Parigi apre una nuova fase: dialogo a più voci sulla guerra in Ucraina.
Il vertice tra Stati Uniti, Ucraina e potenze europee segna un primo tentativo di coordinamento multilaterale. Intesa sulle terre rare in arrivo, ma permangono frizioni tra Kiev e la Casa Bianca.
Il summit di Parigi ha rappresentato il primo vero momento di confronto trilaterale tra Stati Uniti, Ucraina e principali Paesi europei sulla guerra in Ucraina. Dopo mesi di colloqui separati, l’incontro nella capitale francese ha riunito attorno allo stesso tavolo le delegazioni guidate da Washington, Kiev e dalla cosiddetta coalizione dei volenterosi – Francia, Regno Unito e Germania – per sondare le condizioni di un possibile percorso verso la pace.

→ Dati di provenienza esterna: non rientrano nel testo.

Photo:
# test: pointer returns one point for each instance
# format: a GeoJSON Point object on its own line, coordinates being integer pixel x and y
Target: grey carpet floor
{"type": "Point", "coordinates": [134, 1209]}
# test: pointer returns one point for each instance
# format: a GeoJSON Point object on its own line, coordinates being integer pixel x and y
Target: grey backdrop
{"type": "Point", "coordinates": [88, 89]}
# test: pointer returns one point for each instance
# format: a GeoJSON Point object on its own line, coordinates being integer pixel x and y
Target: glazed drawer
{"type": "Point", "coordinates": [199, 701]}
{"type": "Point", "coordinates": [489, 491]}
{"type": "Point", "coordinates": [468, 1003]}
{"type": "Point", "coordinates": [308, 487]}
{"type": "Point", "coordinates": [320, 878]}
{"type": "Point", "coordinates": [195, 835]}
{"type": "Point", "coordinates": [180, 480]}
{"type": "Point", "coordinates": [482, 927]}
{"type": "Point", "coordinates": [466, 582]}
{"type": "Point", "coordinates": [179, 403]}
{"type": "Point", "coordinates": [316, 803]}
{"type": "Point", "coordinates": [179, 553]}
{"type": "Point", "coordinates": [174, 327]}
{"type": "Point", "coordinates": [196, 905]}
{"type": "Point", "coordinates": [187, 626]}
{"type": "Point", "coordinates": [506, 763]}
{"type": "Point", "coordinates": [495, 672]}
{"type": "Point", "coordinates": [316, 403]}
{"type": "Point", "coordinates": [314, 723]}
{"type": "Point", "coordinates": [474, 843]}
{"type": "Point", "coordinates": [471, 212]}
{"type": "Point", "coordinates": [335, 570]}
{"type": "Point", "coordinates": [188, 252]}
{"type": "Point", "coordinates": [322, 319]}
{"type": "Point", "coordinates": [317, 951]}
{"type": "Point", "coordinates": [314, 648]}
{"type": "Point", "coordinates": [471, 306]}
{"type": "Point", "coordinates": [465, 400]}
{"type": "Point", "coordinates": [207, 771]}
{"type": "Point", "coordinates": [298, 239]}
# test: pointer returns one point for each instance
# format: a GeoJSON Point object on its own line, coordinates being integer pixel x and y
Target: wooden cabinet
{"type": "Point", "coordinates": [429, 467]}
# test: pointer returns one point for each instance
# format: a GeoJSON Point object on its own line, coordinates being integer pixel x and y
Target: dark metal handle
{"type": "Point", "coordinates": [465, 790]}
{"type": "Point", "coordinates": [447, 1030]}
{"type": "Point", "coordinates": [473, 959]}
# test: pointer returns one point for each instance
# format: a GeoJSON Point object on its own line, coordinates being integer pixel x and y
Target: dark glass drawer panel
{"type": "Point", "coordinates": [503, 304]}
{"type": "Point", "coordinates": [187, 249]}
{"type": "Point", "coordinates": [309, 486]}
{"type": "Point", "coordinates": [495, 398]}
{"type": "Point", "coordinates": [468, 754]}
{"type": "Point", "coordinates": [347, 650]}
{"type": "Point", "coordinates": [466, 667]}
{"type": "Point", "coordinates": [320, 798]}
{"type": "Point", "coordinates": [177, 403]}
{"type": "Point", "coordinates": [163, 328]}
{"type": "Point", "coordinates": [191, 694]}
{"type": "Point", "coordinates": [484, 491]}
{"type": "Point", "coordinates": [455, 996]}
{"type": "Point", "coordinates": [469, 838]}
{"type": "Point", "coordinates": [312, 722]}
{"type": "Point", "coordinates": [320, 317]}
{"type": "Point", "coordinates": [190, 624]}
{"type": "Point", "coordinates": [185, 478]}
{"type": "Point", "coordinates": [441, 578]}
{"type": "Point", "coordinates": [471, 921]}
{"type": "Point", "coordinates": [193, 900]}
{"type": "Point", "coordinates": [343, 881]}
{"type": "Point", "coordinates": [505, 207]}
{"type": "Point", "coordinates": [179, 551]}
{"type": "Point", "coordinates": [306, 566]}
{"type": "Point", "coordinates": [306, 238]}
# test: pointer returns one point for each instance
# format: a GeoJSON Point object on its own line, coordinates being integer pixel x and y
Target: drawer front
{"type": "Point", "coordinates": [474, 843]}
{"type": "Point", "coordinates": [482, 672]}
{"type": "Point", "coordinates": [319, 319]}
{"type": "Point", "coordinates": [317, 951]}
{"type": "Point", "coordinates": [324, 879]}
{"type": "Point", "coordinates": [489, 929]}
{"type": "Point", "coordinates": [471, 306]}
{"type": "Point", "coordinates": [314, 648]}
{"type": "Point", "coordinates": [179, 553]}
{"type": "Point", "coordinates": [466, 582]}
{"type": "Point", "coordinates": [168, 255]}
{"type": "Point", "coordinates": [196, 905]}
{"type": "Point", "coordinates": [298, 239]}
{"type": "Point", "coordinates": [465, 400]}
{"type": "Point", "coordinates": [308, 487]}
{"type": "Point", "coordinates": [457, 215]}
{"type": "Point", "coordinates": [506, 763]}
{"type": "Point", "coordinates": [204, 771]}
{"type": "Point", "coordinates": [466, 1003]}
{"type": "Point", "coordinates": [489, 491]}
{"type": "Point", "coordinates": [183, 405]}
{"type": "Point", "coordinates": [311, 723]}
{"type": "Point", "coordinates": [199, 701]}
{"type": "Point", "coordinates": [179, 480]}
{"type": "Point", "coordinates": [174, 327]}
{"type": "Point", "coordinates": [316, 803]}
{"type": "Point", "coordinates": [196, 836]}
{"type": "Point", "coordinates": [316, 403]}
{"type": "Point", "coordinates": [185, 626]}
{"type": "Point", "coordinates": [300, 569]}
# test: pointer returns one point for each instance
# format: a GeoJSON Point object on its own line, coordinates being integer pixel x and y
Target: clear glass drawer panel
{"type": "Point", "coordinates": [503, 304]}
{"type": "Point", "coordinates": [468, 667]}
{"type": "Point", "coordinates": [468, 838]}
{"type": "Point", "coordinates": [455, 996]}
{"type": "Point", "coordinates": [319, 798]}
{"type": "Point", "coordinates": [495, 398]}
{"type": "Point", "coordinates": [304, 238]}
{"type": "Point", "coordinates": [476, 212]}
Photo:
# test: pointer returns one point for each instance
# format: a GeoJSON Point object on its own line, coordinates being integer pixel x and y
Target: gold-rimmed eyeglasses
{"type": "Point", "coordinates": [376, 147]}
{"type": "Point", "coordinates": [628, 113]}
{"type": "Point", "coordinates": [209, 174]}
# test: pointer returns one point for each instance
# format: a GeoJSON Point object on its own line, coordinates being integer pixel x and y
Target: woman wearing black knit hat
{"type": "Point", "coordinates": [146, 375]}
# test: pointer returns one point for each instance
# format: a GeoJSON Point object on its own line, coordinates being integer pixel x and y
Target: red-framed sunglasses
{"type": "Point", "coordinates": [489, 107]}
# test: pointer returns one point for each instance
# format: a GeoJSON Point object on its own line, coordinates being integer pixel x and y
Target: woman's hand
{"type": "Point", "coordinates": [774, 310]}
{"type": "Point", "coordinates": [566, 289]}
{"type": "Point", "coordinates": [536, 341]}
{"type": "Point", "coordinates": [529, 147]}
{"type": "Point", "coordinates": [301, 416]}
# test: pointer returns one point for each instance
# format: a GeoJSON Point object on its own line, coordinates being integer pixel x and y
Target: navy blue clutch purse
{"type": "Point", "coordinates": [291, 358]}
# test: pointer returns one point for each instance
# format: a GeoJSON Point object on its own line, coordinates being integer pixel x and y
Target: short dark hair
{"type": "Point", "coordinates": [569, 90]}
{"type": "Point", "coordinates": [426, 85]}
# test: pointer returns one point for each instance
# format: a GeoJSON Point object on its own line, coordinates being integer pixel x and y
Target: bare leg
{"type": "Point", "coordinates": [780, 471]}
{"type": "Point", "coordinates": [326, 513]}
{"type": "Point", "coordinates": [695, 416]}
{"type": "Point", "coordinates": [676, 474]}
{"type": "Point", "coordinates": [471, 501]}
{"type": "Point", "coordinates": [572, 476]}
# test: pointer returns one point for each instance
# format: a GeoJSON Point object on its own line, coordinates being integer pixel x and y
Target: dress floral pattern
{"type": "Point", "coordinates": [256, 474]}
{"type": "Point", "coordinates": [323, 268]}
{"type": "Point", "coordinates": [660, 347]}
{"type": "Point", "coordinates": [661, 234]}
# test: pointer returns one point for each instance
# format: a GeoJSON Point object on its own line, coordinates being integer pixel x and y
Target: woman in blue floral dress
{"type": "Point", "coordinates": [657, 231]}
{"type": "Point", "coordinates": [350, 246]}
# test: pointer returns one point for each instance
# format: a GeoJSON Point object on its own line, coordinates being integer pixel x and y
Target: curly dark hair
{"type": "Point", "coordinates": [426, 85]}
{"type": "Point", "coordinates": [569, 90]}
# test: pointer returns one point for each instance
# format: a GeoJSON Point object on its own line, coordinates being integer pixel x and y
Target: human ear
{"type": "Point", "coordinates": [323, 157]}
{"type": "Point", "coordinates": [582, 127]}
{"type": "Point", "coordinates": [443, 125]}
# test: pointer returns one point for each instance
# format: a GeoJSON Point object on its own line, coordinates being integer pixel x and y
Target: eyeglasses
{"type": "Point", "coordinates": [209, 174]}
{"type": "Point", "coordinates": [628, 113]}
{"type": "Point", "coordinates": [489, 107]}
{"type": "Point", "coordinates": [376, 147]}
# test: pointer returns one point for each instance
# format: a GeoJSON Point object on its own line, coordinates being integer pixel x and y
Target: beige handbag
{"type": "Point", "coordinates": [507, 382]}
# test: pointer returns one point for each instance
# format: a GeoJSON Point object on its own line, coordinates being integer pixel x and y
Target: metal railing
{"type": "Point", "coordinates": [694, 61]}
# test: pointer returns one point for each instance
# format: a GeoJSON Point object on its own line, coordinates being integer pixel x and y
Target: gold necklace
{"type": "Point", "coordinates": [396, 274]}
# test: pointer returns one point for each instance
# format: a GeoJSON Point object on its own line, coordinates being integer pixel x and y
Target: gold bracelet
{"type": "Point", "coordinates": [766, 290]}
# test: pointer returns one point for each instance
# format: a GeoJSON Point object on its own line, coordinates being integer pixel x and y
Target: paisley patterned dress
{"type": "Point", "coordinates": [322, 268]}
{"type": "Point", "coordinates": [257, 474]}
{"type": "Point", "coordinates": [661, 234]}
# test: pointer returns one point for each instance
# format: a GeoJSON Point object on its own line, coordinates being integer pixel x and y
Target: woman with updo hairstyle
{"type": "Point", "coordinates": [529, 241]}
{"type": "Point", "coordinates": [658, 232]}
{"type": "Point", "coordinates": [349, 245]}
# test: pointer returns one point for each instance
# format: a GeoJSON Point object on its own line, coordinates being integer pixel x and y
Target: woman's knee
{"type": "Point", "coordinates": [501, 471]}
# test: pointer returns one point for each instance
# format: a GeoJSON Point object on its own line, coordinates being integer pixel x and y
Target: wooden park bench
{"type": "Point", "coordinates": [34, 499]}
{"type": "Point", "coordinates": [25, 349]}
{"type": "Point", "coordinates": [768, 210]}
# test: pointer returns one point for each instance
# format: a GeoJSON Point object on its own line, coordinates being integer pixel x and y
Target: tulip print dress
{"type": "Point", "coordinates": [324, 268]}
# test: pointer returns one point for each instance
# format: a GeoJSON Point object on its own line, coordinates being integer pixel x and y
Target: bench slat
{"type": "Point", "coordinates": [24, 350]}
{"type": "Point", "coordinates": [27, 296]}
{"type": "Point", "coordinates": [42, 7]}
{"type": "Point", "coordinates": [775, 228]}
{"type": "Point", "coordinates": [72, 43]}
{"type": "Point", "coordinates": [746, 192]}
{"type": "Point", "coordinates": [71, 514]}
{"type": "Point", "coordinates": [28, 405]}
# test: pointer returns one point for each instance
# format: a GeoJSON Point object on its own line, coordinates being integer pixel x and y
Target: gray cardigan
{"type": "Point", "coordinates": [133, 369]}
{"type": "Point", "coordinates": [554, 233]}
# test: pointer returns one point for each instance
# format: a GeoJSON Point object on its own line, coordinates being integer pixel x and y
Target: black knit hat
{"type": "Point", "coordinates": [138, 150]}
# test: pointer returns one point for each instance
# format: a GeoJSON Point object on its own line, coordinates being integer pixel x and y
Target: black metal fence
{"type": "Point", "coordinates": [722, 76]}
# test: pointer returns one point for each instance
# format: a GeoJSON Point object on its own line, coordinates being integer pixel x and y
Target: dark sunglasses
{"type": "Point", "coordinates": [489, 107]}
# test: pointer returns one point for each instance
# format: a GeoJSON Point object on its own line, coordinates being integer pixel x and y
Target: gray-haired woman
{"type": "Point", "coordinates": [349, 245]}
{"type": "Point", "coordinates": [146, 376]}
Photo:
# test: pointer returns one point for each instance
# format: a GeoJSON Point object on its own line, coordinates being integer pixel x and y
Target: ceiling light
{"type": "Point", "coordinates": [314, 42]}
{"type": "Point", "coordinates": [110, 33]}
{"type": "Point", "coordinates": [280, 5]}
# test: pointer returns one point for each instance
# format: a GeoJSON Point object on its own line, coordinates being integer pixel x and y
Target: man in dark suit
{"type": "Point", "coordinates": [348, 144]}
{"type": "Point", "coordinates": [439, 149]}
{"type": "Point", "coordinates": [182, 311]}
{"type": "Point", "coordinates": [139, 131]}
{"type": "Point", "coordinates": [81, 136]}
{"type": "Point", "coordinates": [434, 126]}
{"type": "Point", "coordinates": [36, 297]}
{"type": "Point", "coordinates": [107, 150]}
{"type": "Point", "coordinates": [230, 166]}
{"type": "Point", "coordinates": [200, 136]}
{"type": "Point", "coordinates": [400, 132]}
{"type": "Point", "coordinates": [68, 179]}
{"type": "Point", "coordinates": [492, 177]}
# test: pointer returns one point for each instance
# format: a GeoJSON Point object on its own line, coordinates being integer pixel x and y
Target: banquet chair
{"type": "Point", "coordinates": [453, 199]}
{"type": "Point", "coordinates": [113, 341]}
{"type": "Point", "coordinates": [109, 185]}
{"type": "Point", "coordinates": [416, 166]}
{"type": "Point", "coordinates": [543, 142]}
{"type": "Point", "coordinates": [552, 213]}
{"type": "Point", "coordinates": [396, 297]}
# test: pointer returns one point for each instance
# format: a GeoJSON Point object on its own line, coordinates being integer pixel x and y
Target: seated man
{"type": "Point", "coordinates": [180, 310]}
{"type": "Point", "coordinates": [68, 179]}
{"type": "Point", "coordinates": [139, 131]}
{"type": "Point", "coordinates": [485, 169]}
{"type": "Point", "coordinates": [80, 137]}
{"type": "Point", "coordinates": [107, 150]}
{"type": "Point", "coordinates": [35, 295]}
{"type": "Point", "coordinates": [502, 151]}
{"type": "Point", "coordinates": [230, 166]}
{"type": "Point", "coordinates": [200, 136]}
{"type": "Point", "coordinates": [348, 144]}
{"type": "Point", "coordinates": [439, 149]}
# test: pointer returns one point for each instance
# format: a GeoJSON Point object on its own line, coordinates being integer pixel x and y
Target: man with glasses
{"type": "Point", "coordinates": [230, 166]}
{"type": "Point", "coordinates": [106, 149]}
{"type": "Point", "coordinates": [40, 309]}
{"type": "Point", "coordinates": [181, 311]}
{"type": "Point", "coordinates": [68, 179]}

Il segretario di Stato statunitense Marco Rubio, accompagnato dagli inviati presidenziali Keith Kellogg e Steve Witkoff, ha incontrato il presidente francese Emmanuel Macron, il ministro degli Esteri Jean-Noël Barrot e la delegazione ucraina composta dal consigliere Andrii Yermak, il ministro degli Esteri Andrii Sybiha e il ministro della Difesa Rustem Umerov. Presente anche il ministro degli Esteri britannico David Lammy e il consigliere tedesco Jens Plötner.
Nonostante la discrezione che ha accompagnato i lavori, l’Eliseo ha parlato di uno “scambio di vedute eccellente”. Un secondo incontro in formato analogo è previsto a Londra nei prossimi giorni, a conferma del nuovo slancio del fronte occidentale.
Accordi e dissensi: il punto tra USA e Ucraina
Un primo risultato concreto è emerso: Kiev e Washington hanno annunciato di essere vicine alla firma di un accordo strategico sulle terre rare, già anticipato da un memorandum d’intenti e atteso per la prossima settimana. Ma accanto agli sviluppi positivi non mancano i punti critici.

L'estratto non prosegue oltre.